Easy Creamy Taco Soup

This Easy Creamy Taco Soup recipe delivers a comforting and flavorful Tex-Mex experience without using starches or sacrificing authentic taste. By understanding ingredient interactions and following a simple technique, you can achieve a velvety smooth texture and a rich, satisfying flavor that the whole family will love. This recipe avoids curdling by adding dairy at the end for optimal taste and texture.
Prep Time 15 minutes
Cook Time 50 minutes
Total Time 1 hour 5 minutes
Servings: 6
Course: Main Course
Cuisine: Tex-Mex
Calories: 450

Ingredients
  

  • 1 pound ground beef 80/20 blend recommended
  • 1 medium yellow onion, chopped
  • 1 green bell pepper, chopped
  • 2 cloves garlic, minced
  • 1 packet taco seasoning 1 ounce
  • 4 cups chicken broth
  • 1 cup heavy cream
  • 1/2 cup sour cream
  • Optional toppings: shredded cheddar cheese
  • Optional toppings: avocado
  • Optional toppings: additional sour cream
  • Optional toppings: tortilla chips
  • Optional toppings: cilantro

Equipment

  • Large pot or Dutch oven
  • cutting board
  • knife
  • Measuring cups
  • Measuring spoons
  • Can opener
  • Ladle
  • Mixing spoon

Method
 

  1. In a large pot or Dutch oven, brown the ground beef over medium-high heat.

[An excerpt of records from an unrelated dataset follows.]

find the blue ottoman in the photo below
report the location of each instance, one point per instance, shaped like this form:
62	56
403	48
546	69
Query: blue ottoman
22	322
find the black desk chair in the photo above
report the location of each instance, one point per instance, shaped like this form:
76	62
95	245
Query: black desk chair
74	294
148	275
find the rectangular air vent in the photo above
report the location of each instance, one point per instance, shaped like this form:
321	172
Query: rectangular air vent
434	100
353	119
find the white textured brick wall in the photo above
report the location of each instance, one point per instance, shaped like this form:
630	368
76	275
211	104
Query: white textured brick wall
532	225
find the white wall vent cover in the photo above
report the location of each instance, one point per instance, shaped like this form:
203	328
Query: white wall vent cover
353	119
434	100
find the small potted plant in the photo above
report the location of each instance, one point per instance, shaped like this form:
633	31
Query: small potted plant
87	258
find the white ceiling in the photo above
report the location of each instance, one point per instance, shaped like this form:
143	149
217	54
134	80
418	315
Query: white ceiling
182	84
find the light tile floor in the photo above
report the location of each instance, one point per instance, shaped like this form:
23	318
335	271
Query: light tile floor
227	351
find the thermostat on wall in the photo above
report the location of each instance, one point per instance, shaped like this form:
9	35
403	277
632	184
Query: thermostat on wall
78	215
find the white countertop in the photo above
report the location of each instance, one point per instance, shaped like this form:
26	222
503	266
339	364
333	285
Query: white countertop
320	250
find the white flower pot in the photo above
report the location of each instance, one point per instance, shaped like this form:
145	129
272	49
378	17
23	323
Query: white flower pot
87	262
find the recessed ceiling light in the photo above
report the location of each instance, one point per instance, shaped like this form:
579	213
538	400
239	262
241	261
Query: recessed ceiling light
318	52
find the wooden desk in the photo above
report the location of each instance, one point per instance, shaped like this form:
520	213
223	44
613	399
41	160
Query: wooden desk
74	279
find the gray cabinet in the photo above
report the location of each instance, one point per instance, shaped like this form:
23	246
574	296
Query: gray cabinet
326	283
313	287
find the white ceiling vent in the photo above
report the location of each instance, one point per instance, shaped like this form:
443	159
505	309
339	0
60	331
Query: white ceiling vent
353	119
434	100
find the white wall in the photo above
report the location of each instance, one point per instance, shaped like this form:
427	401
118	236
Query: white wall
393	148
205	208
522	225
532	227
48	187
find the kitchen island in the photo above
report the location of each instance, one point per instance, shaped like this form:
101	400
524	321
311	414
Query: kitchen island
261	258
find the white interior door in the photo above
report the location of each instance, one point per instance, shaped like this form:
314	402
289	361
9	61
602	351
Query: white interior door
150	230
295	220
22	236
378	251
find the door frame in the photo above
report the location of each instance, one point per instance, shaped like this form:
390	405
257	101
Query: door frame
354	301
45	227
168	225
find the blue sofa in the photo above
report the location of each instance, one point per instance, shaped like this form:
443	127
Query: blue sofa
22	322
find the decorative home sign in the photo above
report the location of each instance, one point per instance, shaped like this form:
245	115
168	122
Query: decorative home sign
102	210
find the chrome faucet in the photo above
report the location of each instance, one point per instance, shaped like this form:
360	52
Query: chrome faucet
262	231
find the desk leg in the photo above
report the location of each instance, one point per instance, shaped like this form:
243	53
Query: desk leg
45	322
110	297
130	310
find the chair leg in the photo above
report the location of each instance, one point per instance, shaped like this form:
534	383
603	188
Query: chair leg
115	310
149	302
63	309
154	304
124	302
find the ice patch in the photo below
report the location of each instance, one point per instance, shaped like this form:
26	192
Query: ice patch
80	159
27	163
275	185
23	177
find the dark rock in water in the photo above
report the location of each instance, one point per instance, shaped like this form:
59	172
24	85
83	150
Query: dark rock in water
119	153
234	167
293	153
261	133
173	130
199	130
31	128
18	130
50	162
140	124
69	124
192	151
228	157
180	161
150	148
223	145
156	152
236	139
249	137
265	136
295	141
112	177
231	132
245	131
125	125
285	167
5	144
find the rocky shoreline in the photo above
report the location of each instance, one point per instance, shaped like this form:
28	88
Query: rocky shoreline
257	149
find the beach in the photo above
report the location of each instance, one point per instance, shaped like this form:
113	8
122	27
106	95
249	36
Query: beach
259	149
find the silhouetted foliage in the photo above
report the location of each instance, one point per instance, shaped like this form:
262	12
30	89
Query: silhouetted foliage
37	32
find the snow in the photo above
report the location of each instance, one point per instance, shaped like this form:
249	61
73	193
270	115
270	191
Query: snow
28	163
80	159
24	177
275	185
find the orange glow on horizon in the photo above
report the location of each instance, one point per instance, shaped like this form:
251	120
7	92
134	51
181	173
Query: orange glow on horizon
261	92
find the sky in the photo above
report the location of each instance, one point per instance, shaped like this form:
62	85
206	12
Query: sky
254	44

Drain off any excess grease.
  2. Add the onion and bell pepper to the pot and cook until softened, about 5-7 minutes.
  3. Stir in the garlic and cook for 1 minute more, until fragrant.
  4. Add the black beans, kidney beans, corn, diced tomatoes, diced tomatoes and green chilies, and taco seasoning to the pot.
  5. Pour in the chicken broth and bring to a simmer.
  6. Reduce heat to low, cover, and simmer for at least 20 minutes, or up to 1 hour, to allow the flavors to meld.
  7. Remove the pot from the heat. Stir in the heavy cream and sour cream until well combined. Do not boil.
  8. Taste and adjust seasonings as needed.
  9. Ladle into bowls and top with your favorite toppings.

Notes

For best results, use 80/20 ground beef. Adding the cream and sour cream off the heat prevents curdling. Simmering the soup for a longer period allows the flavors to meld together for a richer taste. Store leftover soup in an airtight container in the refrigerator for up to 3 days. Reheat gently on the stovetop or in the microwave. For a spicier soup, add a pinch of cayenne pepper or use hot taco seasoning. You can also use a slow cooker. Brown the beef and saute the vegetables in a skillet, then transfer everything to the slow cooker. Cook on low for 4-6 hours. Stir in the cream and sour cream just before serving.